オレがベッドの横に腰を下ろすと美沙子はオレの名前を呼んだ。


『なに?やっぱ眠くないとか言うの?』

「違うよ…本当はね、ずっと勉強してて寝てないの。初日の出を見て、びっくりして電話掛けたんだ」


こうして本音をもらす美沙子を見ることはあまりない。

だからこそいつも以上に可愛く見えてしまった。


『そっか…頑張ってるんだね、美沙ちゃん』

「頑張らなきゃ、ダメ‥だから…‥」


喋りながら眠りに落ちていった美沙子の髪をそっとなでる。

このまま美沙子のそばにいてもいいが、ひさしぶりに外を走ってみたくなった。

部活をしていた頃には早朝ランニングは当たり前のことだったのを今身体が思い出したようだ。
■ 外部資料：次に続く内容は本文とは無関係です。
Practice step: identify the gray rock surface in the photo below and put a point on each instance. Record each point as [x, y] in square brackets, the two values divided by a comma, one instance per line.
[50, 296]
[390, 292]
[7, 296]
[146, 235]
美沙子を起こさないように静かに立ち上がり、上着をはおって部屋を出た。

外は寒かったが、走っているうちに身体がすぐに温まったおかげで寒さは平気だった。

ちょうど半分くらい走ったところでさっき美沙子の頭をなでたことを思い出した。

可愛かったからなでたように思うが、今までそんなことをした記憶がない。

だとしたら…

考えることに夢中になっていると、突然目の前に何かが現れた。

それが電柱だと気付いた時はもうすでにぶつかったあとだった。


「おい、大丈夫か」


倒れたのだろう、誰かに声を掛けられた。

こんな早朝に人がいたことに感謝しよう、それが誰かはぼんやりした視界では判断ができなかった。

ゆっくり身体を起こそうとしたら無理をするなと言われ、ぶつけたと思われるおでこ付近を何度も撫でられた。

聞いていて気持ちのいい声だった、触られても嫌な気がしなかった。

そっとその人の顔辺りに手を伸ばした。

そして触れたのは、無機質な眼鏡だった。